Globally popular Persian carpets have evolved from the weaving traditions found in the cities and production centres for the ruling royal court. During the period of the ruling Safavid Dynasty, the former court manufactures of the Persian Empire were located in Isfahan. Even today, particularly noble carpets come from this region.
Carpets from Isfahan are magnificent and highly demanding in terms of their production. In addition to their unmistakable appearance, these carpets are characterised by the particularly fine and noble materials that are used to knot them.
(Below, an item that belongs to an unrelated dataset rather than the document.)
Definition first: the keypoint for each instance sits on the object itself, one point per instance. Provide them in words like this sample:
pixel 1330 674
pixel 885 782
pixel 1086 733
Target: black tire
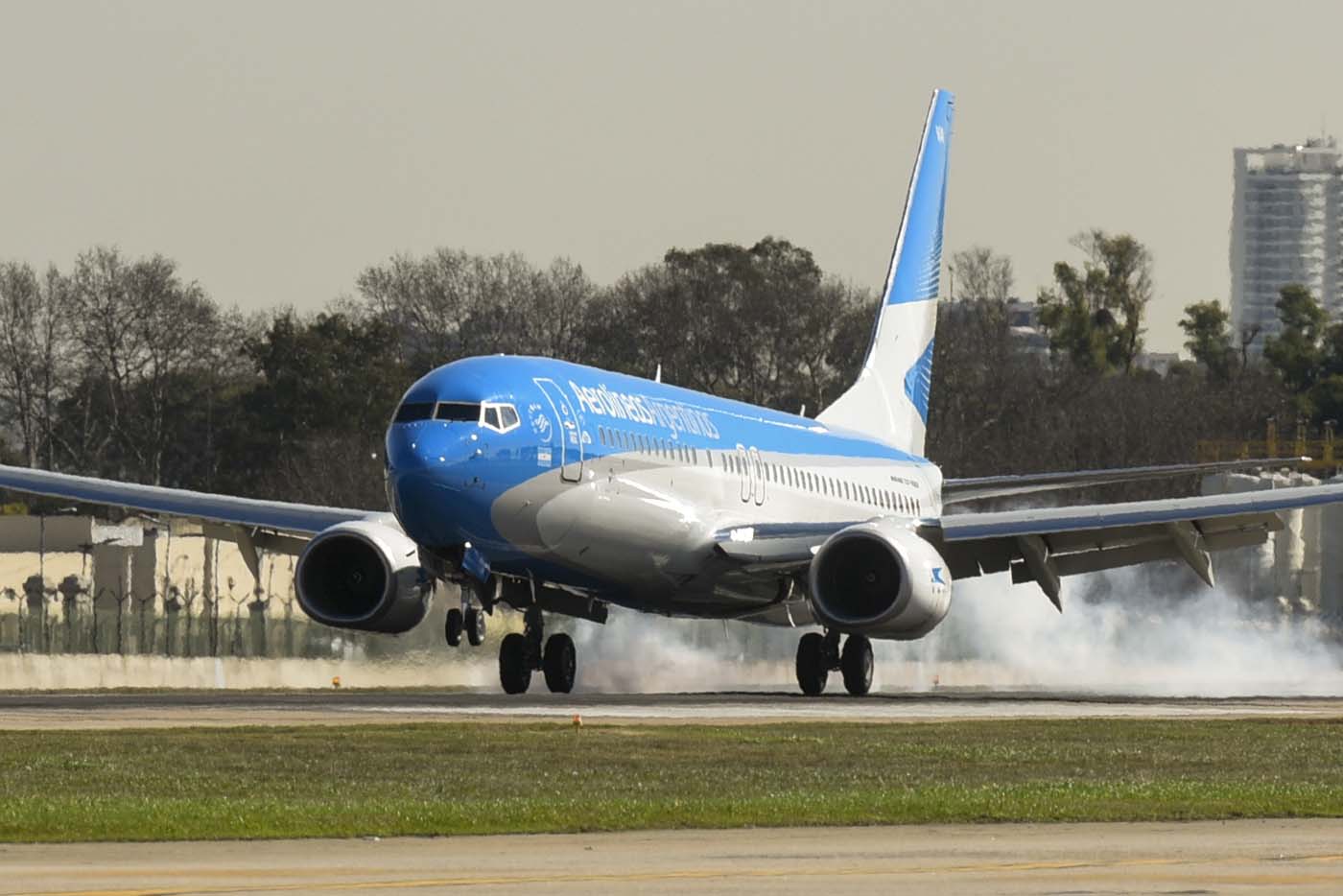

A carpet from Isfahan is the noblest type of carpet that you can use to adorn your floor; each carpet is an intrinsic and unmistakably unique work of art.
Unique knotting traditions also developed in Persia’s cities and urban provinces, and carpet centres such as Tabriz, Ghom, Nain, Kerman and Kashan have become world-famous. To this day, carpets are traditionally handcrafted in Iranian cities, with some of them intended for domestic trade and others partly for export.
Each Persian carpet is unique because oriental carpets are traditionally hand-knotted. Colour, pattern and weaving density constitute the distinguishing features that indicate quality, on the one hand, and the region of origin, on the other. The following standard rule applies for knot density: the higher the number of knots that a carpet has per square metre, the higher its quality and finer it will be. Carpets with an especially high knot density are also usually made of particularly fine materials such as silk or wool. The finer the yarn, the higher the number of knots that can be knotted per square meter.
Persian carpets are available in many different designs that can be traced back to the traditions of their regions of origin. Boring and monochrome are certainly not features of a Persian carpet. The patterns are characterised by diverse colours and recurring ornaments, patterns and motifs. Elaborate and traditional designs are the main feature of a genuine Persian carpet.
The design of Persian carpets is always nearly the same in terms of its arrangement. The centre of the carpet contains a large field which is symmetrically surrounded by one or more borders that are patterned differently. The main border frequently exhibits Persian floral patterns.
The colours of the Persian carpets vary from muted to bright. The colour spectrum ranges from beige and brown tones to red to blue and green.
Each Persian carpet is a work of art for the floor. However, this does not mean that a Persian carpet is only for viewing. Like all other carpets, Persian carpets were originally items of daily use, and they have remained so to this day. Persian carpets are much easier to maintain than you might think. They are robust enough to withstand the daily burden of feet and furniture. Even classic carpet care such as hoovering or other kinds of carpet cleaning will not affect a noble Persian carpet for decades. Traditional Persian carpets made of virgin wool are robust and even dirt-repellent. Most kinds of dirt cannot penetrate the carpet fibres, which makes it easy to clean them.